Wednesday, December 3, 2014
Court of Appeal Denies Bid for Resentencing of Hostage-Taker
Panel Says Defendant Waited Too Long to Object to Proposition 36 Hearing Before New Judge
By KENNETH OFGANG, Staff Writer
A defendant seeking resentencing based on the Three Strikes Reform Act of 2012 forfeited his right to have the case heard by the original sentencing judge by not raising the issue in the trial court, the Third District Court of Appeal has ruled.
The court Monday certified for partial publication its Oct. 29 ruling affirming an Amador Superior Court judge’s order denying resentencing to Clifford Chaney, a third-strike offender whose past crimes include two Sacramento County robberies in which hostages were taken.
Judge Steven Hermanson ruled that early release of Chaney would endanger public safety, after hearing evidence that he had been convicted of eight “strike” offenses—six counts of armed robbery and two counts of burglary in the Sacramento County cases—before a different judge in that county sentenced Chaney to 25 years to life in prison for fourth-offense drunk driving in 2005.
In the Sacramento cases, Chaney and two other men were convicted of separate business invasion-robberies at the same location, in which hostages were taken at gunpoint.

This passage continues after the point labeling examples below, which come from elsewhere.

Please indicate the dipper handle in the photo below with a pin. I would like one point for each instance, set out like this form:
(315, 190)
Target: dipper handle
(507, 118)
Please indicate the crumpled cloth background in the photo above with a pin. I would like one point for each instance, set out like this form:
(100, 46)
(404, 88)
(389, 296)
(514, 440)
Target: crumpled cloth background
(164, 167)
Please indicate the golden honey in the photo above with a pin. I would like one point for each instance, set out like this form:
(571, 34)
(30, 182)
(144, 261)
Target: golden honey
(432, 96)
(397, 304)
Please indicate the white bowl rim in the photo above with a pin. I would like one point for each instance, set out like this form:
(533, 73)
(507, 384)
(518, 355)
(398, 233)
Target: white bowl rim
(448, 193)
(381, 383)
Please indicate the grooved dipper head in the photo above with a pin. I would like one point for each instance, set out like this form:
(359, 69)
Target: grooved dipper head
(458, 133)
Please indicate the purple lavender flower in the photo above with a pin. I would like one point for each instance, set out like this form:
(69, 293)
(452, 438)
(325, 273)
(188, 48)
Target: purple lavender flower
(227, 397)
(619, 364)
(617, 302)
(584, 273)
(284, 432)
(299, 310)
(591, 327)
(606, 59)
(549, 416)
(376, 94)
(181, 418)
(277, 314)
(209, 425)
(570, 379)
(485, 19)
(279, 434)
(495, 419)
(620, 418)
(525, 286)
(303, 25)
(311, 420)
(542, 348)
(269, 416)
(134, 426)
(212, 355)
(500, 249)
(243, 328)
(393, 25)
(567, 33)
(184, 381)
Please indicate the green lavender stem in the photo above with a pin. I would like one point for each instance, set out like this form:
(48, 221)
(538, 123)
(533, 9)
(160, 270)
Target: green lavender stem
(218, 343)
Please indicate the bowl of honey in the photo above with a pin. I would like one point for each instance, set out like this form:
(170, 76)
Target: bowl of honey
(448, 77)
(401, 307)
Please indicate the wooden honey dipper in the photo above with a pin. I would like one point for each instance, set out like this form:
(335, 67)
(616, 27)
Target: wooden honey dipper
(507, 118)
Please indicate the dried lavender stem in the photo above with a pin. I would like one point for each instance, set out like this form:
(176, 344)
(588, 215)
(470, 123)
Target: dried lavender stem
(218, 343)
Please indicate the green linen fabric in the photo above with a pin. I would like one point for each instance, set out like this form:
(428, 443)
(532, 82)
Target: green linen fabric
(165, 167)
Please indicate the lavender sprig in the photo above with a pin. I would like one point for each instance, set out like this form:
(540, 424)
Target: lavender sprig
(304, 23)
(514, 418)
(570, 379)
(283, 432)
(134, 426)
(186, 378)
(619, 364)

Witnesses testified that Chaney and his accomplices raided the Sacramento Technicolor Laboratory twice in two weeks, hoping to steal precursor ingredients to make the rage-fueling hallucinogenic PCP, which they planned to turn around and sell to the Hells Angels. Between the robberies, more than 20 employees were bound by rope and duct tape while repeatedly having guns pointed at them.
While attempting to escape their second robbery, one of Chaney’s accomplices shot at Sacramento County Sheriff’s Deputy Jerry Beck with a 12-gauge. Beck survived only because the round directly hit his badge.
The accomplice was killed by other Sacramento deputies.
After being released from a 12-year sentence in those cases, in 1995, he was convicted in Amador County of causing a head-on vehicle collision while driving drunk — a felony that left the other driver and two passengers seriously hurt and resulted in a two-year sentence.
According to the Auburn Journal’s report of last year’s hearing before Hermanson, Chaney was arrested in El Dorado County in 2002 for blasting his truck through the wall of a restaurant while drunk, severing a propane line, collapsing a wall down onto the cook and causing injuries, resulting in a one-year jail sentence. By the time of the 2005 incident, his license had been revoked based on the El Dorado conviction.
During Chaney’s Proposition36 hearing in May of last year, the Journal reported, District Attorney Todd Riebe called the by-then-retired Sacramento sheriff’s deputy who had been shot during Chaney’s second armed robbery to the witness stand. Beck held up his badge with the bullet holes in it for the judge to inspect.
Riebe argued that Chaney’s release would endanger public safety because he was likely to continue driving while intoxicated, and the judge agreed.
On appeal, the defense argued that Chaney was denied his right to have the resentencing petition heard by the original sentencing judge, under People v. Superior Court (Kaulick) (2013) 215 Cal.App.4th 1279.
Justice Coleman Blease, writing for the Court of Appeal, said the right was subject to forfeiture.
“In a similar context, our court has held that where a defendant does not object to sentencing by a judge other than the one who accepted his plea, the defendant has forfeited his right to later contend he was entitled to have the original judge sentence him,” the justice wrote, citing People v. Serrato (1988) 201 Cal.App.3d 761.
In portions of the opinion that remain unpublished, the court held that the trial judge did not shift the burden of proof on the dangerousness issue to the defendant, that the defendant had forfeited his contention that the judge should have ordered preparation of a presentence report by the probation department prior to ruling on the petition, that the judge was not required to consider alcohol-related conditions of release as an alternative to denying the petition on the ground that the defendant’s history of alcohol abuse made him a danger to society, and that denying the petition on that ground was not an abuse of discretion.
Blease rejected the defense argument that Chaney’s lack of alcohol use since his return to prison undermined the trial judge’s dangerousness finding. Given the lack of evidence that the defendant “completed any alcohol abuse programs or otherwise rehabilitated himself from his alcoholism” and the proof that “alcoholism was the root of his criminality,” the trial judge was entitled to reach the conclusion he did, the justice wrote.
The case is People v. Chaney, 14 S.O.S. 5421.